After her original show I/Macalester closed, Alana Horton (’14) noted: “We served 165 cups of tea, went through 20lbs of ice, walked back and forth to Wallace 36 times, told 48 stories, packed and unpacked suitcases 72 times, made 198 costume changes, had 8 sold-out shows and previews and moved a gigantic TV to Old Main twice.”
I/Macalester is a theatrical exploration of Macalester’s history. Horton, an English and Theatre double major, devised the play for her Directing capstone. While most seniors choose a published script, Horton decided to write her own. “I probably read thirty scripts,” Horton remembers, “But nothing really stood out to me.”

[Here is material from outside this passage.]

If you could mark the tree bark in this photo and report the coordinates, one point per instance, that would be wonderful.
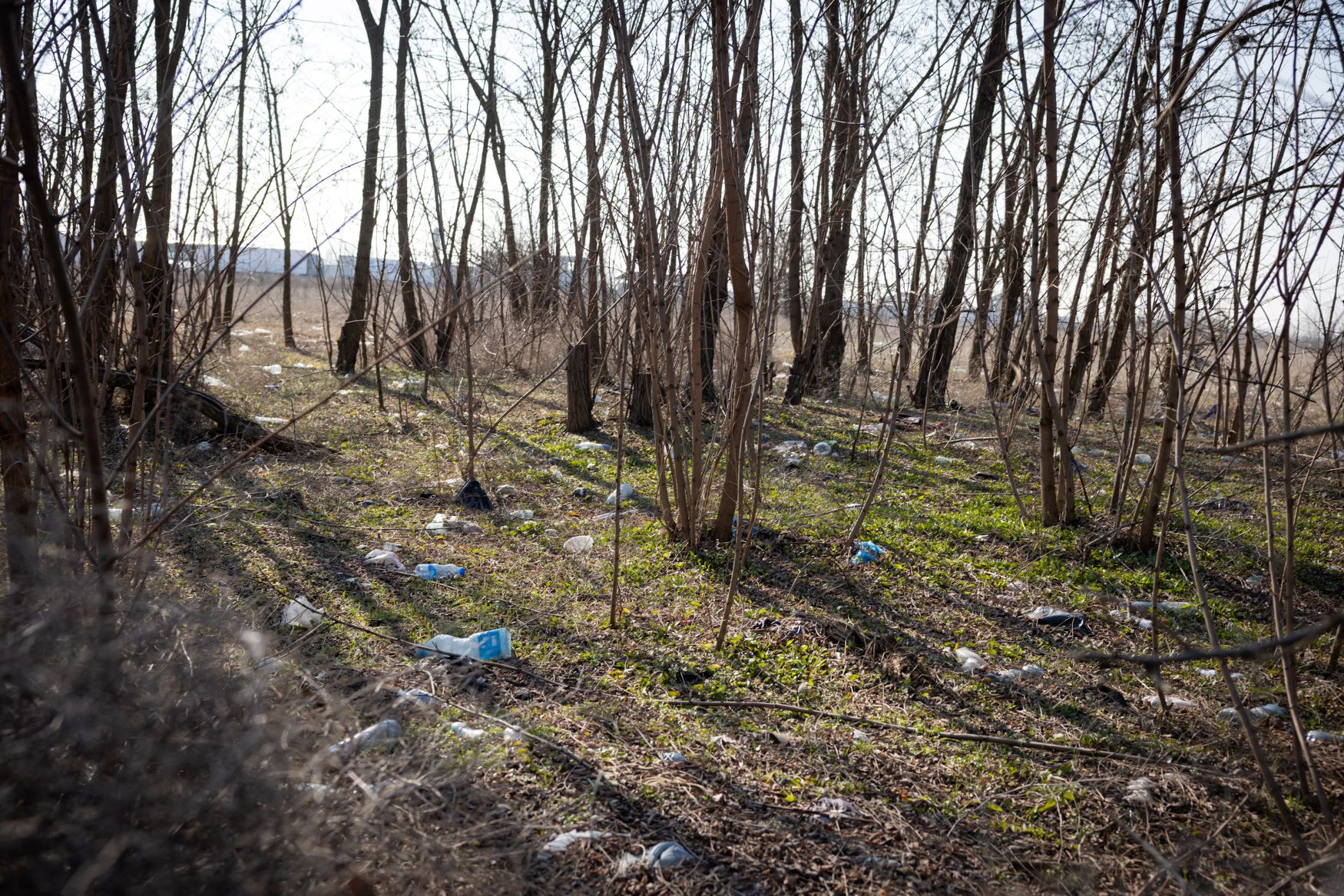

That changed when she encountered Charles Mee’s the (re)making project. Best known for his “collage-like” style of play-writing, Mee encourages other writers to use plays from the project’s online database freely to inform their own work. Horton built her ideas about Macalester’s history around a monologue from Mee’s play Hotel Cassiopeia, in which the speaker tells a story about the Greek poet Simonides and his teachings on “how to build palaces of memory.”

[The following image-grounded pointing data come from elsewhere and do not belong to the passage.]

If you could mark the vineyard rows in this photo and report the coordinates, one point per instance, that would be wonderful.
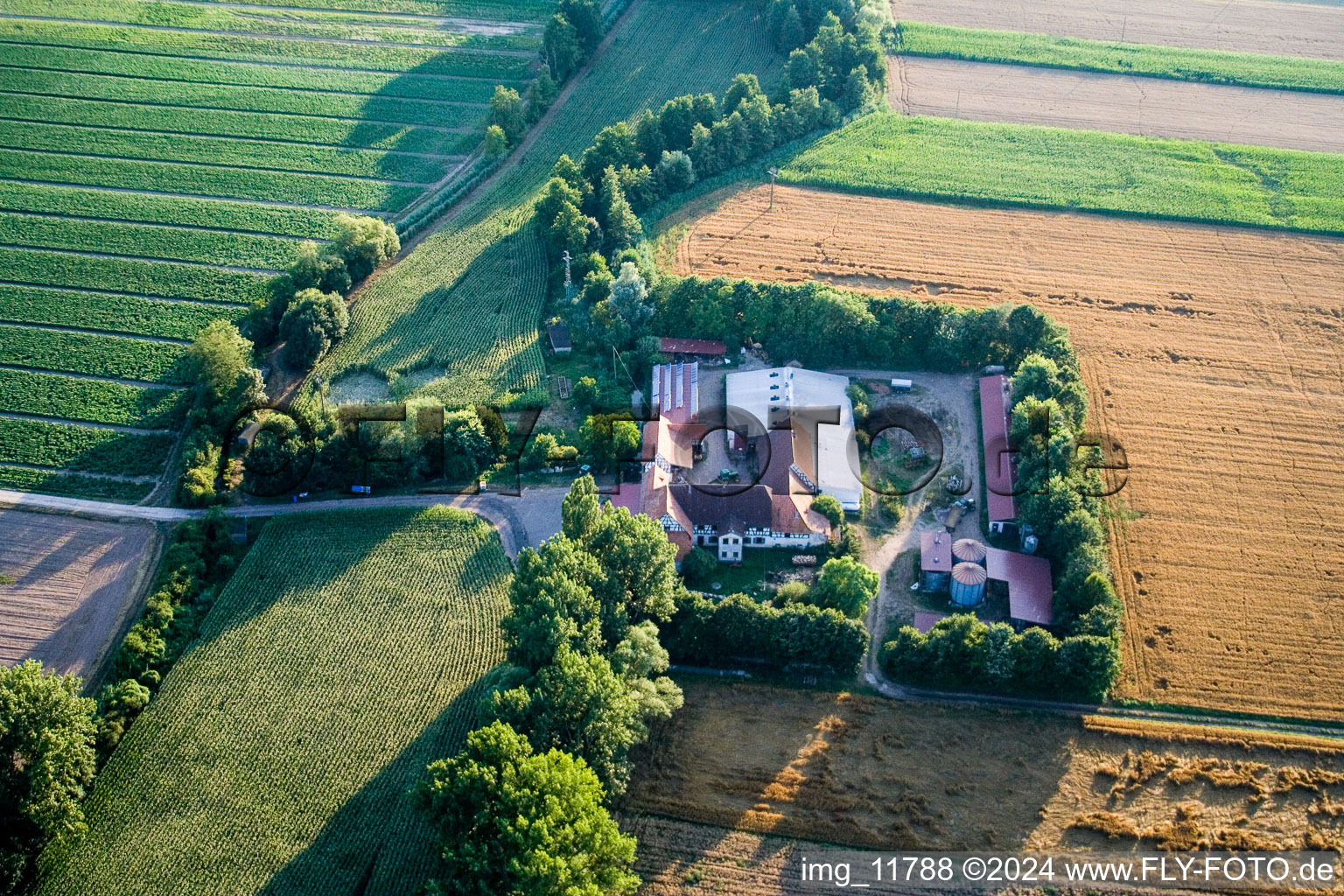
(203, 180)
(159, 164)
(466, 303)
(425, 60)
(335, 24)
(98, 355)
(248, 250)
(220, 150)
(187, 211)
(913, 156)
(108, 62)
(82, 448)
(172, 280)
(93, 401)
(75, 485)
(296, 102)
(133, 315)
(355, 650)
(335, 132)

Horton’s two years of work in Macalester’s archives conducting oral interviews laid the foundation for a palace of memories built around the college itself. Sometimes, Horton recalled, after hearing the stories of Mac alumni, faculty, and staff, “I wanted to run out to the student body and yell, ‘We have history here!’”

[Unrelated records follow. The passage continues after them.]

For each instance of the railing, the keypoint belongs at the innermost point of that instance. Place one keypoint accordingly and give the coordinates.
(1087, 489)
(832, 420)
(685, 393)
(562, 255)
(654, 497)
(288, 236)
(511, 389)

Over the summer, Horton had worked on Bedlam Theatre’s piece The Big Lowdown, a play which led its audience around Lowertown St. Paul. This helped Horton envision I/Macalester as a piece that would be staged in multiple spaces around campus. Horton’s play took place in Wallace Hall, Old Main, and the theatre building’s furniture storage. She enjoyed the opportunity “to work in weird, cramped spaces” where theatre does not normally enter. “Without [this kind of] intimacy, these stories don’t really matter,” she said.
Each space became a container for a particular theme in Macalester history. The section of the show staged in Wallace focused on women’s experiences. Audiences were served a high tea under the strict dining etiquette that Wallace women through the decades would have followed.
In Old Main, audiences sat on the staircase beside the memorial plaque, where they heard stories of Macalester men and their encounters with war. The cast wheeled in a television set to display the CBS broadcast of the 1970 draft lottery, which students of the day would have watched together in the dormitory common rooms. Horton spoke about how her own Quaker upbringing drew her to engage the subject of war in play-writing. “I’ve never lived by a military base or had a first-hand encounter with war,” she noted. Yet many of her interviewees for the Mac archives remembered weekly candlelit vigils on Summit Avenue, draft card burnings, and white wooden crosses covering the lawns. “There was a level of fear and anticipation we don’t know [on this campus today],” Horton said. “No one in our generation has ever watched the [draft lottery] footage before.”
The final section of the play was devised by the cast members using what they found in the theatre’s furniture shop. This particular space interested Horton for the rich histories of all the objects it contained. She reflected on the process of “imagining the lives of things you can’t know” and the “liminal spaces of what could be.” Horton sees this as an important intellectual space in creative writing and history alike.
Horton hopes her audiences will bring this kind of imagination to their own lives as they construct their “palaces of memory.” She encourages us to examine antiques, read plaques, and wonder who lived in our rooms before us. She hopes that when we pass the words “In Memoriam” in the Old Main stairwell, we will remember: “This happened. And this happened here.”